I beg of sun, PLEASE treat the speakers ability to speak and their knowledge of the material at least on par with their subjects and their abstracts. Get folks that know how to speak! Get Martin Fowler. Get Rusty Harold. Get Bruce Eckel.

Every single black diamond (difficult) talk I went to was trivial in difficulty and rehashed things from or There were a few others that were marked as intermediate and one beginner that were actually interesting and presented new ideas and insights.

As an experiment I will probably order the voice over slides from the conference so I can see if there are good speakers that I just missed. I can take the names down for next year I guess. It would be interesting to see a general ranking of a) difficulty of material, b) knowledge of material and c) presentation of material for the conference. On the whole I think it would be the worst year yet.

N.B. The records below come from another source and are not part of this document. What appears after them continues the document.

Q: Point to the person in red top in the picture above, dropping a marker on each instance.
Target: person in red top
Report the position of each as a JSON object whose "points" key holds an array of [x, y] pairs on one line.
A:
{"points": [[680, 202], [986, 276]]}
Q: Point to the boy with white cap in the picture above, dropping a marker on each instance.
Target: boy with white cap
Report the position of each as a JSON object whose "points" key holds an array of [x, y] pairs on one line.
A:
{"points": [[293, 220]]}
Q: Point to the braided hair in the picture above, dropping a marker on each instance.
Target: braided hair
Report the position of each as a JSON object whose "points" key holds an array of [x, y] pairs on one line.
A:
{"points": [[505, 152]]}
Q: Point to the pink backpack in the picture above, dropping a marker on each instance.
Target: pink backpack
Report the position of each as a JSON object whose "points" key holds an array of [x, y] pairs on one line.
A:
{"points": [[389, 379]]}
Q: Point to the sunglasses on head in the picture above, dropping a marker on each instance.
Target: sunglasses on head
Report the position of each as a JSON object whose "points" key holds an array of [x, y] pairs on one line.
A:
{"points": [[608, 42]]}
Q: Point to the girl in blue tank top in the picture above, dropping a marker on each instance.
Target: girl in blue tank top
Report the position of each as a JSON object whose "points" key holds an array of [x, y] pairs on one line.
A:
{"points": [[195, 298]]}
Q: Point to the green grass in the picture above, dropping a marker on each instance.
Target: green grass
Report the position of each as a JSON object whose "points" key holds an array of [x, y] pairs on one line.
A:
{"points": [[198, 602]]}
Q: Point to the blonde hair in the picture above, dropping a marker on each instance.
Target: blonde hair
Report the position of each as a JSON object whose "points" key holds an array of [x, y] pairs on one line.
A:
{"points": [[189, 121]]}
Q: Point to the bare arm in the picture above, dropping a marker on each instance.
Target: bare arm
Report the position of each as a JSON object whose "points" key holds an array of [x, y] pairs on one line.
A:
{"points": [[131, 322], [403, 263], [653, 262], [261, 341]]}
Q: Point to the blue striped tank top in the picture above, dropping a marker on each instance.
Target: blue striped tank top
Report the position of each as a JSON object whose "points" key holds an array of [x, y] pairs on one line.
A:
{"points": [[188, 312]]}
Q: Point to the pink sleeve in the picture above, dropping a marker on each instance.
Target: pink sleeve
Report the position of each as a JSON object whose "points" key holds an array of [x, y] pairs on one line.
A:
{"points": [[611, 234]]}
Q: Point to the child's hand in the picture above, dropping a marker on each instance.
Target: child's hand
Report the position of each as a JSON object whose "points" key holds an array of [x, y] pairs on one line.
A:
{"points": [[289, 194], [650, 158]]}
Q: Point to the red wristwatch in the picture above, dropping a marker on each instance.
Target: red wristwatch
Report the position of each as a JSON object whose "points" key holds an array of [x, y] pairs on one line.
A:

Bleh.

But the new logo is COOL. Sigh.

2003-06-16 08:00:49
Re: Conference speakers
Perhaps you could name the speakers you found lacking?
2003-06-16 09:18:19
No, I'm not going to name speakers I didn't like
The point of saying many of the speakers weren't very good, and of pointing out that the sentiment is, if not ubiquitious, widely shared (for example, "I haven't been impressed with the talks so far. It seems to be a lot of Sun employees, many of which obviously don't seem comfortable talking, and would much prefer to be in a dark room coding" from Dion Almaer's weblog) is not to point fingers and name names. As far as I can tell, doing that would be unproductive and hurt people's feelings.

The goal is to diagnose the problem, and then work towards a solution. Or at least generate some discussion about how JavaOne could be improved next year.

2003-06-30 08:41:08
Re: No, I'm not going to name speakers I didn't like
Then how are those individuals going to improve, if no one tells them? As for 'hurt feelings', please remember we're talking about grown professionals, not little kids. I mean, no one's suggesting you verbally open a can of whupa** on anyone.